Mayor partially restores police and fire budget cuts, brings migrant cost estimate down

Mayor Eric Adams partially restores funding to the NYPD and FDNY cut in his November Financial Plan. Wednesday, Jan. 10, 2024.
Credit: Ed Reed/Mayoral Photography Office.

Just two months after making deep budget cuts across city agencies, Mayor Eric Adams announced he is reversing some widely unpopular trims to the police and fire departments, while also revealing the projected cost of the migrant crisis has gone down by roughly $2 billion.

During an impromptu City Hall press conference on Jan 10, Hizzoner said he will restore one 600-member NYPD academy class of the five he cut in his November Financial Plan as well as funding for the FDNY’s “fifth firefighter” position at 20 engine companies in the department. 

He made the cuts as part of a $3.7 billion savings plan — referred to as a “Program to Eliminate the Gap” — aimed at closing a projected $7 billion budget deficit over the next fiscal year, which he says is driven by spending on the migrant influx. Other areas that were impacted by the cuts include the number of litter baskets in the outer boroughs, Sunday service at most library branches and early childhood education seats.

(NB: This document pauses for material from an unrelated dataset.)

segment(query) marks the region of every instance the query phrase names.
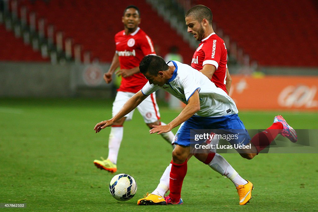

Adams’ budget director, Jacques Jiha, also revealed the administration has reduced its estimate for how much the city will spend on sheltering and providing for tens of thousands of migrants by next summer from $12 billion to approximately $10 billion. The reduction is the result of a 20% cut to migrant spending ordered by City Hall shortly after the release of the November Plan.

The mayor said he was able to restore the police and fire funding due to projected savings gleaned from the reduced migrant spending and better than expected tax revenue collections. He said they then looked at where funding could be given back.

“We did the November plan. We didn’t have any clear understanding of what the fiscal outcome was going to look like,” Adams said. “So we wanted to be as fiscally prudent as possible. So that instead of having to go back to the team and tell them we underestimated, we wanted to make sure we were getting the right numbers. [Jacques] did that and he said ‘here are some of the things that we can do in restoration.”

The mayor’s announcement came ahead of the roll out of his Fiscal Year 2025 preliminary budget next Tuesday, a plan he has long said would include another round of 5% cuts. The mayor, however, told reporters they would have to wait until Tuesday to know if any other agencies would be restored.

The cuts to the NYPD and FDNY were some of the most high-profile of the mayor’s November Plan and drew backlash from unions and pols alike. The pause on police recruitment would have reduced the department’s ranks to below about 29,000, the lowest number it would have been since the 1990s.

Those reductions could have hurt the department’s ability to keep the city safe, NYPD commissioner Edward Caban said Wednesday.

“[When] word came out a few months ago about future police academy classes being canceled due to budget constraints, I immediately thought about how the fallout would affect both our cops and our collective safety,” Caban said. “As we look to further improve public safety in 2024. We need every officer we can get. Which is why today is a great day for the NYPD and all New Yorkers.”

When asked where the migrant savings are going to come from, the mayor said one example is by bringing down spending on food in emergency shelters.

“We looked at how much we were paying in food, we brought in some good partners and we’re going to bring down the cost of food,” the mayor said. “Whatever a human being needs, we were supplying. Cleaning clothing, feeding, cleaning the facilities that they’re in, creating a humane environment. We have to pick up the entire cost. Now we’re at a place of saying ‘let’s look at these contracts, let’s see where we can negotiate these contracts.’”

Part of the reason City Hall was able to partially restore the cuts, Jiha said, was because they did not make up a significant portion of the $3.7 billion savings program.

But City Council Finance Chair Justin Brannan said he was expecting the funding to be restored, while noting that the council had predicted more revenue than the mayor’s Office of Management and Budget (OMB) in December. Additionally, he said there are other areas where he would like to see funding restored.

“It’s great news but we’re not surprised,” Brannan said. “Last month, the Council forecast about $1.5 billion more than OMB over FY24 & FY25 driven by our durable and resilient economy. Someone at OMB must be a Billy Idol fan because it seems they’re budget dancing with themselves. I’ve personally been fighting for more cops and restoration of the fifth firefighter for a long time. Now let’s talk about restoring community schools, composting, and libraries!”

Furthermore, the move is indicative of broader problems with how Adams has managed the city’s finances, Brannan said.

“This is not sound governance or budget management, and it should leave New Yorkers with more questions than answers,” he said. “People deserve a better and more honest accounting of the financial challenges we face. Let’s stop playing budget games and actually prioritize the needs of New Yorkers.”